At his home in Winkelspruit, he was known and loved by the retirement village staff and residents. He was a regular visitor at the frail care centre – a jovial and generous presence to those so near their end-of-days.
Dirk led an initiative to do a weekly shopping run for the less abled and started a monthly bring & braai, which became a festive and enjoyable monthly institution.

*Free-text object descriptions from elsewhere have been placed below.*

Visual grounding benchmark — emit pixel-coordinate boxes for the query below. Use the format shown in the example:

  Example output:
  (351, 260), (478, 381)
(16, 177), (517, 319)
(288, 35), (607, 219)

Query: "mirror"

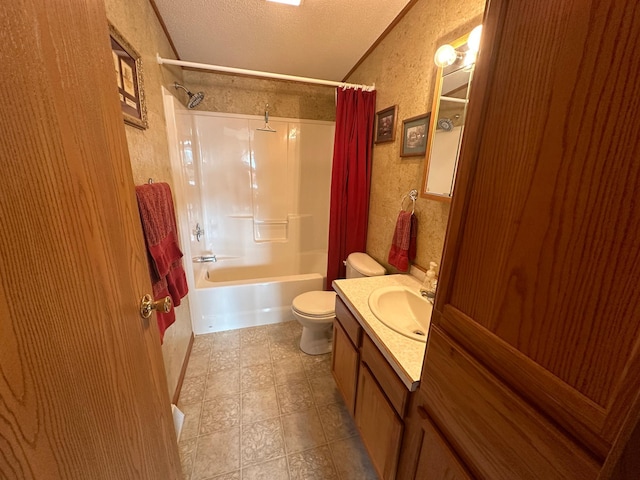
(421, 30), (479, 201)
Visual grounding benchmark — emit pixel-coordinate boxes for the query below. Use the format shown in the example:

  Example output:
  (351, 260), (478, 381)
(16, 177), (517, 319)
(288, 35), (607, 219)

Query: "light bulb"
(434, 44), (457, 68)
(468, 25), (483, 52)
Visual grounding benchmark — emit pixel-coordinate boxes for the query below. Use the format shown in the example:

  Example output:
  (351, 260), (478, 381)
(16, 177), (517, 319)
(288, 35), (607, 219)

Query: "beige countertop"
(333, 274), (428, 391)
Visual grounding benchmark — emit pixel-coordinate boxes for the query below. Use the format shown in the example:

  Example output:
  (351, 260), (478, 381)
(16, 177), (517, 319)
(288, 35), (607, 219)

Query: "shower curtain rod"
(157, 55), (376, 91)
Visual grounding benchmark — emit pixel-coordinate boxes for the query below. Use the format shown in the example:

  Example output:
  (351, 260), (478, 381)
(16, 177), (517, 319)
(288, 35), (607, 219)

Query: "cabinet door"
(356, 364), (403, 480)
(332, 320), (359, 413)
(431, 0), (640, 462)
(414, 407), (472, 480)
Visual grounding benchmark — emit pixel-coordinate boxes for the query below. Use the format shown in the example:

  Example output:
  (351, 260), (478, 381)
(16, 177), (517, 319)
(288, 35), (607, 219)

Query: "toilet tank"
(345, 253), (386, 279)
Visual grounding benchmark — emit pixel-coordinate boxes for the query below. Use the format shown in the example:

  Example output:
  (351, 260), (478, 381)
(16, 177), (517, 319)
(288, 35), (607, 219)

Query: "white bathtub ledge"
(333, 274), (426, 391)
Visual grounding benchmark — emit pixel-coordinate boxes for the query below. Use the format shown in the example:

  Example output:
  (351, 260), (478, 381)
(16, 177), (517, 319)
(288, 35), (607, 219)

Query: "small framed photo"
(109, 24), (148, 130)
(375, 105), (398, 144)
(401, 113), (430, 157)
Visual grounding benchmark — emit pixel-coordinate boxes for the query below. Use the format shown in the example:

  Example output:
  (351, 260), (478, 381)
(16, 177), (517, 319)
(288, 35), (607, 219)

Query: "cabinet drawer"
(335, 296), (362, 347)
(422, 326), (600, 480)
(361, 334), (409, 417)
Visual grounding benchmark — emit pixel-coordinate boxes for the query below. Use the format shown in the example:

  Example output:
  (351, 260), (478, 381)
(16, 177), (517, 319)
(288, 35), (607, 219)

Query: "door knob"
(139, 294), (172, 319)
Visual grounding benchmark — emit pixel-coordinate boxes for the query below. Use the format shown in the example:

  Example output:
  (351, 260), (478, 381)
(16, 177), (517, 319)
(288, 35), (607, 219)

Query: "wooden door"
(0, 1), (182, 478)
(427, 0), (640, 472)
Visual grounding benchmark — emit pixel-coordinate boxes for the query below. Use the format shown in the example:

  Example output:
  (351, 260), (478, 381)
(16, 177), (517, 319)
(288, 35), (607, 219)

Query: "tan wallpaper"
(104, 0), (192, 399)
(347, 0), (486, 273)
(182, 70), (336, 121)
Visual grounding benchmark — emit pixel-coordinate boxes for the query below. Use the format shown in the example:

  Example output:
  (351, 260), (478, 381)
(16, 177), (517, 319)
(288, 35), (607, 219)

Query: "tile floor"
(178, 320), (378, 480)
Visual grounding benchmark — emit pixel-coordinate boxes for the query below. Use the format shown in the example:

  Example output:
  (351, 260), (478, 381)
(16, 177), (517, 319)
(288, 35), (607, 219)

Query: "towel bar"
(400, 189), (418, 214)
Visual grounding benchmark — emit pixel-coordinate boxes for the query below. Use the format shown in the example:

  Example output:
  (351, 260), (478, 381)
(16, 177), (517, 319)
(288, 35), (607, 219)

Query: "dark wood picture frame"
(375, 105), (398, 144)
(401, 113), (430, 157)
(109, 24), (148, 130)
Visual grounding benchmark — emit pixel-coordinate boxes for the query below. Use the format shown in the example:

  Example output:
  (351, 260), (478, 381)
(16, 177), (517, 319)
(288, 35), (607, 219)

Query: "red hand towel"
(388, 210), (418, 272)
(135, 182), (188, 342)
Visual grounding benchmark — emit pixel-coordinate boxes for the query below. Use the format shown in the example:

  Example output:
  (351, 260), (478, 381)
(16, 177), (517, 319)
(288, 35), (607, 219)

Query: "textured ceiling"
(153, 0), (413, 82)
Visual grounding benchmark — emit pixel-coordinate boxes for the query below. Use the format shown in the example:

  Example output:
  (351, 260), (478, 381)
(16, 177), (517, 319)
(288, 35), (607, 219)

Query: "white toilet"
(291, 252), (386, 355)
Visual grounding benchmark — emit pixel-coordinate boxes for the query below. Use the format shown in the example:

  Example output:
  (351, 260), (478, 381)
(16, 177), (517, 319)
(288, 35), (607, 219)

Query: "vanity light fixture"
(266, 0), (303, 5)
(434, 25), (483, 68)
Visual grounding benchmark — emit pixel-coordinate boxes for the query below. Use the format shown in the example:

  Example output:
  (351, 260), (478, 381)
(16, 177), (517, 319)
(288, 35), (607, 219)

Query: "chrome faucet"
(192, 254), (216, 263)
(420, 288), (436, 304)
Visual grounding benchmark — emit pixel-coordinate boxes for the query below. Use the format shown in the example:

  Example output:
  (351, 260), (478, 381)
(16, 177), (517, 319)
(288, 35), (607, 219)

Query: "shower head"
(256, 103), (277, 132)
(174, 82), (205, 109)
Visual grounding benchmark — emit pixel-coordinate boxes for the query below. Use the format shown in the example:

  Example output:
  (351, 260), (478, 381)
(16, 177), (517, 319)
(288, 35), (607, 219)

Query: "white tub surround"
(164, 101), (335, 334)
(332, 274), (427, 390)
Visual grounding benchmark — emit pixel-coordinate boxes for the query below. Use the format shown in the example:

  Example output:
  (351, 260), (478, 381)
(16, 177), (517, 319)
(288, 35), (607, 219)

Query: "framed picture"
(374, 105), (398, 144)
(401, 113), (430, 157)
(109, 24), (148, 130)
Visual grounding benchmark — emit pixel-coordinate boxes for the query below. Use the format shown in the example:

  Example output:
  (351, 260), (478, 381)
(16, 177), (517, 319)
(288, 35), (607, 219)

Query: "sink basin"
(368, 286), (433, 342)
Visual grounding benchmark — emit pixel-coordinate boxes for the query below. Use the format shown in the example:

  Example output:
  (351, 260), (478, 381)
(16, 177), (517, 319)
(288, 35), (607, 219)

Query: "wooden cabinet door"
(356, 364), (403, 480)
(0, 1), (181, 478)
(431, 0), (640, 466)
(332, 320), (359, 413)
(414, 407), (472, 480)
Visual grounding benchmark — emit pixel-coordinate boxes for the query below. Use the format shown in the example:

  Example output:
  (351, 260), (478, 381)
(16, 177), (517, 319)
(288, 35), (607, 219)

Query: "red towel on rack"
(135, 182), (188, 342)
(388, 210), (418, 272)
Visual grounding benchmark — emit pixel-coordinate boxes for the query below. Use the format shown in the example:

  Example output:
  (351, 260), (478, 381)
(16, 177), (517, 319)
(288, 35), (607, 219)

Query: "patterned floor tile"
(270, 337), (303, 362)
(281, 408), (327, 454)
(179, 375), (207, 406)
(178, 324), (376, 480)
(241, 363), (275, 391)
(276, 380), (314, 414)
(242, 386), (280, 424)
(329, 436), (378, 480)
(317, 402), (357, 442)
(205, 369), (240, 399)
(200, 395), (240, 435)
(288, 445), (338, 480)
(185, 354), (210, 379)
(241, 418), (286, 466)
(273, 357), (306, 386)
(242, 457), (290, 480)
(180, 402), (202, 442)
(240, 325), (270, 346)
(300, 353), (332, 379)
(241, 344), (271, 367)
(179, 436), (197, 479)
(208, 349), (240, 373)
(308, 374), (341, 406)
(211, 330), (240, 352)
(191, 427), (240, 480)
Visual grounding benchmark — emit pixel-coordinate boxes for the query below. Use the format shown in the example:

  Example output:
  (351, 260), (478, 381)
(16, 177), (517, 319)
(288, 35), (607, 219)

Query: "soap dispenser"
(420, 262), (438, 302)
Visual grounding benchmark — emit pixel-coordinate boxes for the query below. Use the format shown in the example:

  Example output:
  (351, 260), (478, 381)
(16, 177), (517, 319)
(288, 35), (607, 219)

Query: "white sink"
(368, 286), (433, 342)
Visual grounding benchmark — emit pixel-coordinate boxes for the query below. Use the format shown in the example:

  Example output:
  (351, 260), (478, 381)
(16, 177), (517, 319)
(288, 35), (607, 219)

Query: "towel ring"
(400, 189), (418, 214)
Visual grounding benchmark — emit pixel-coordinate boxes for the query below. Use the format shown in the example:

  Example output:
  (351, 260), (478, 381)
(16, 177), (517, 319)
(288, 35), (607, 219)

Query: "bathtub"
(190, 253), (326, 334)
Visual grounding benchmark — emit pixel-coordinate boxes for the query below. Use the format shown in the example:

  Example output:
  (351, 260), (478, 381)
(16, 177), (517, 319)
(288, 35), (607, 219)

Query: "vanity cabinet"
(332, 296), (362, 413)
(411, 396), (472, 480)
(332, 296), (412, 480)
(408, 0), (640, 478)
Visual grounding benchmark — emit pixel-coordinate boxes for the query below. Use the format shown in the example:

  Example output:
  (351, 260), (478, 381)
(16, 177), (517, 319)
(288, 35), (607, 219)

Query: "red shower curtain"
(326, 87), (377, 290)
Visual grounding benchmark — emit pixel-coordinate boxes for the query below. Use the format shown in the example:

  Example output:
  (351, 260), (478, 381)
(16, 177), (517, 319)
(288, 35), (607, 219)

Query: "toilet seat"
(292, 291), (336, 318)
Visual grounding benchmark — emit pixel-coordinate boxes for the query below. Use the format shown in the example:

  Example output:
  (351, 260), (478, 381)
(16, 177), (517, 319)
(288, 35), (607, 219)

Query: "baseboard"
(172, 332), (194, 405)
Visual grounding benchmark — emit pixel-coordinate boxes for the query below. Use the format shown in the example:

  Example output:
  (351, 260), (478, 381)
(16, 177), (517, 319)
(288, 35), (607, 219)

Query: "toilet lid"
(292, 291), (336, 317)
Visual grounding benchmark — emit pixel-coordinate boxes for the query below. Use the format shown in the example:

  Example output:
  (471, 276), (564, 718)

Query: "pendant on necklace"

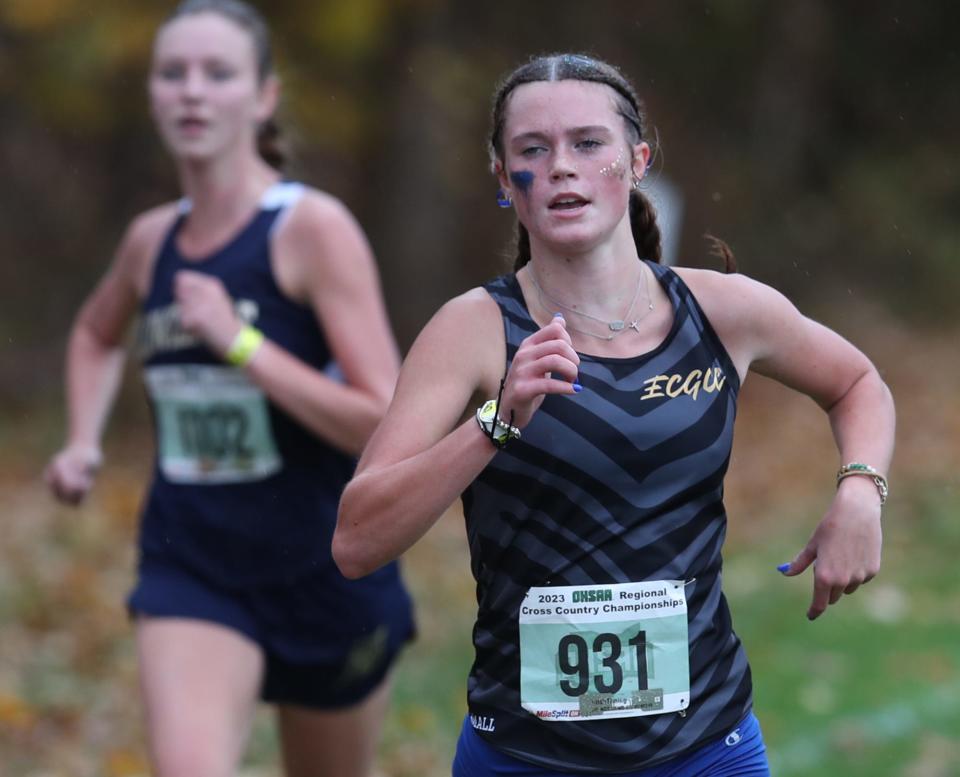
(628, 320), (642, 333)
(608, 320), (625, 331)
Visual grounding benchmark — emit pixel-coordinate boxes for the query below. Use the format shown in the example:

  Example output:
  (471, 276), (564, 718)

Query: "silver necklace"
(528, 265), (654, 340)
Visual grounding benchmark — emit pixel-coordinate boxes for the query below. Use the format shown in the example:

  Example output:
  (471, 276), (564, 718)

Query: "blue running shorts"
(453, 710), (770, 776)
(128, 555), (414, 709)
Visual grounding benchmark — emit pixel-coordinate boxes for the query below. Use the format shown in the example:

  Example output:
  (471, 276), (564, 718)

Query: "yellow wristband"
(226, 325), (264, 367)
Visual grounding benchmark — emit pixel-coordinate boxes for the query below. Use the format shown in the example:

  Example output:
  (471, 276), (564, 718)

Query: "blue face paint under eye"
(509, 170), (534, 195)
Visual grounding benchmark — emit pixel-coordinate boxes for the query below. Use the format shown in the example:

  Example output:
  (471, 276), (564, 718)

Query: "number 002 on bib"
(145, 364), (282, 484)
(519, 580), (690, 721)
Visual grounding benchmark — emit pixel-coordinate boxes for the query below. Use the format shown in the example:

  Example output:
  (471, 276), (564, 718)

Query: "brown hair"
(163, 0), (286, 169)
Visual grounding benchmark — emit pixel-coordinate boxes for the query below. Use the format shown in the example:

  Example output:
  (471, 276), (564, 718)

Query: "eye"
(207, 64), (236, 81)
(576, 138), (604, 151)
(520, 145), (546, 158)
(155, 63), (186, 81)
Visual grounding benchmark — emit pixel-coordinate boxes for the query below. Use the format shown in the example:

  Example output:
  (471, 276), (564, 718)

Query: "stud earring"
(496, 188), (513, 208)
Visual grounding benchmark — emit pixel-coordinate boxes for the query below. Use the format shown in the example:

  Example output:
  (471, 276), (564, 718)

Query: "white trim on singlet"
(260, 180), (305, 209)
(174, 181), (305, 221)
(263, 181), (306, 237)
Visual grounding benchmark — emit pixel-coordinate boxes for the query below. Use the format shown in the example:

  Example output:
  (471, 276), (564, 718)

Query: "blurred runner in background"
(45, 2), (414, 775)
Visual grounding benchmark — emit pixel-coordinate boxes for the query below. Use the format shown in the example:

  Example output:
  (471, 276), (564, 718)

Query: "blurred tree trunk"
(365, 8), (474, 348)
(751, 0), (833, 193)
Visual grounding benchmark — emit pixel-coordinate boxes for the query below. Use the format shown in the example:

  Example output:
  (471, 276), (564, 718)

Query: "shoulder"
(672, 265), (765, 297)
(419, 286), (505, 346)
(672, 266), (809, 374)
(433, 285), (504, 327)
(407, 285), (507, 395)
(74, 202), (179, 337)
(115, 202), (180, 295)
(271, 187), (374, 299)
(672, 266), (797, 331)
(672, 265), (874, 395)
(123, 202), (179, 254)
(277, 186), (365, 246)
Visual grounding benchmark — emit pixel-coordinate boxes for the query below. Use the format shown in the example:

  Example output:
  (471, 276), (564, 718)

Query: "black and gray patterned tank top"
(460, 261), (753, 772)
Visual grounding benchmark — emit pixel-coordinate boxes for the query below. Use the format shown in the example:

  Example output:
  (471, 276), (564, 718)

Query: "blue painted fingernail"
(554, 312), (564, 318)
(572, 383), (583, 393)
(777, 563), (790, 574)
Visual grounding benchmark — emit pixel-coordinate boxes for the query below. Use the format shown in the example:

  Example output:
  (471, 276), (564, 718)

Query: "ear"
(631, 141), (651, 181)
(255, 74), (280, 123)
(493, 159), (512, 196)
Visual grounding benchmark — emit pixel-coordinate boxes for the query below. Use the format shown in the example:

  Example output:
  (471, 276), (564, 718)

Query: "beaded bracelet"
(226, 325), (265, 367)
(836, 462), (889, 506)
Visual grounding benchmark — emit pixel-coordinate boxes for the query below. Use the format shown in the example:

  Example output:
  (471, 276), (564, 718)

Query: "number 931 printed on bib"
(519, 581), (690, 721)
(145, 365), (282, 484)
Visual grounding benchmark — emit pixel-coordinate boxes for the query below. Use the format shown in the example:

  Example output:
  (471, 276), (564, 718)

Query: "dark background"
(3, 0), (957, 397)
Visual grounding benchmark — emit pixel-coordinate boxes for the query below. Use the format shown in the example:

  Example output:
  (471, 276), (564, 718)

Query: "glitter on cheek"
(509, 170), (535, 196)
(598, 149), (627, 179)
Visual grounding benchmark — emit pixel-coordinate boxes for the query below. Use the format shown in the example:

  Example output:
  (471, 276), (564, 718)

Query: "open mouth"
(177, 117), (208, 132)
(549, 196), (589, 210)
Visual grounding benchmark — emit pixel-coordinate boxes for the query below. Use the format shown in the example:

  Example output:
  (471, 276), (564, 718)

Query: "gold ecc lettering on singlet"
(640, 366), (726, 401)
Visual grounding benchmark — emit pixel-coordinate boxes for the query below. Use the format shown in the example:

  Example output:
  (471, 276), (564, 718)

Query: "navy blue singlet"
(135, 183), (396, 592)
(460, 262), (752, 773)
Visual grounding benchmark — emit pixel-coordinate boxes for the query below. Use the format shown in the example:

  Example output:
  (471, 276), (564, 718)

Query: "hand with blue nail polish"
(777, 486), (882, 621)
(496, 311), (582, 430)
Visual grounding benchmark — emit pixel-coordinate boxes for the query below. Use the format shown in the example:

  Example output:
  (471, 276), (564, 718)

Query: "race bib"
(144, 364), (282, 484)
(519, 580), (690, 721)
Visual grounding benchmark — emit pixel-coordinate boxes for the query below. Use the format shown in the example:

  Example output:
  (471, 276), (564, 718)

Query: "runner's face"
(149, 12), (272, 162)
(499, 80), (649, 254)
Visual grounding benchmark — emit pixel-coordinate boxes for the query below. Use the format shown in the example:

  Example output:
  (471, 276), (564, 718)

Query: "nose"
(549, 148), (577, 181)
(181, 67), (206, 101)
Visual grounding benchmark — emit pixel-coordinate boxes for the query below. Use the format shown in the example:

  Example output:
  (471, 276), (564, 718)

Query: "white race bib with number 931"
(144, 364), (282, 484)
(519, 580), (690, 721)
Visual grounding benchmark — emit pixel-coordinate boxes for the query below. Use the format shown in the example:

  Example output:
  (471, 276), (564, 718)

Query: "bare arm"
(46, 208), (173, 503)
(333, 293), (580, 579)
(681, 269), (896, 619)
(175, 193), (400, 456)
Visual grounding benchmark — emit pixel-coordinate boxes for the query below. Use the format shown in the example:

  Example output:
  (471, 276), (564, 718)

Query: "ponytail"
(628, 190), (662, 264)
(512, 223), (532, 271)
(257, 118), (286, 171)
(703, 233), (737, 273)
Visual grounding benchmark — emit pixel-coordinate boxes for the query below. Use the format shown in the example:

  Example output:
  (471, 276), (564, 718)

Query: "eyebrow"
(154, 54), (239, 67)
(510, 125), (614, 143)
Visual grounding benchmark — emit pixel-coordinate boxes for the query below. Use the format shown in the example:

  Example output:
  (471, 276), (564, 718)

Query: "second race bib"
(144, 364), (282, 484)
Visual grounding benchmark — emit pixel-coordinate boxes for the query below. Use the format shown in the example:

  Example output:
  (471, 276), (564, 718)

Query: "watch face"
(476, 399), (519, 447)
(480, 399), (499, 422)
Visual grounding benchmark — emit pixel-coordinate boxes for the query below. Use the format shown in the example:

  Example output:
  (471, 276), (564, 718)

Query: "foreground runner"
(333, 53), (894, 776)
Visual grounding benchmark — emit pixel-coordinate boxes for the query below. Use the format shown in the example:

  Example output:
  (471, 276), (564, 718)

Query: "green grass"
(729, 484), (960, 776)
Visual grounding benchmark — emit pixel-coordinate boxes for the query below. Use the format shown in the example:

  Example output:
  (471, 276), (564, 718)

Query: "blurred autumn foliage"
(2, 0), (958, 399)
(1, 1), (959, 775)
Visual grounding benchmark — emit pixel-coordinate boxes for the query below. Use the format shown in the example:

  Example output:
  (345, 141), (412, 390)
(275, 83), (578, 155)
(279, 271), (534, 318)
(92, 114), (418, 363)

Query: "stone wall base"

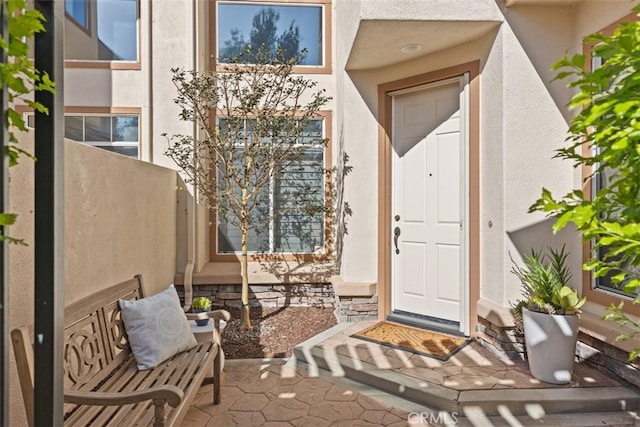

While his belly went the same way as Santa Claus’s, he kept fit walking daily and was commented on as having THE nicest legs and calves ( by those residents noticing such things). I do believe he was wolf-whistled on at least two occasions.
2017 - 2018
Dirk senior finally retired in 2018, at the age of 78, moving into the studio apartment on his son’s estate. This Dirk often told his daughter was a treasured time for him – as he and his son were to be found frequently talking ‘like two old ballies’ setting the world to rights.
In September 2019, Dirk moved to a retirement village on the ridge in Durban. In his 10 months here he found simple happiness in looking after his parrot Jackie, listening to audiobooks, and generally pottering around. He commented often that he was happy, he had reached a state of equanimity and a joy in the simplest of things.
At Dirks’ very end, he surrendered his earthly body; returning it ashes to ashes, dust to dust. His spirit now free to watch over all he loved, and to live on through those whose lives he touched.
He is survived by 3 wives, Maryann, Michelle, and Geraldine.
2 children: Dirk and Carina;
6 grandchildren: Danielle, Nicole, Chris, Ross, Arwen, and Vincenzo
4 great-grandchildren: Tristan, Elizabeth, Ryan, and Zach.
Rest in Peace Dad.
We will hear you in every bird song (even the ever-present background d soundtrack of the ha de da), remember you in every belly laugh, and feel you in every bear hug.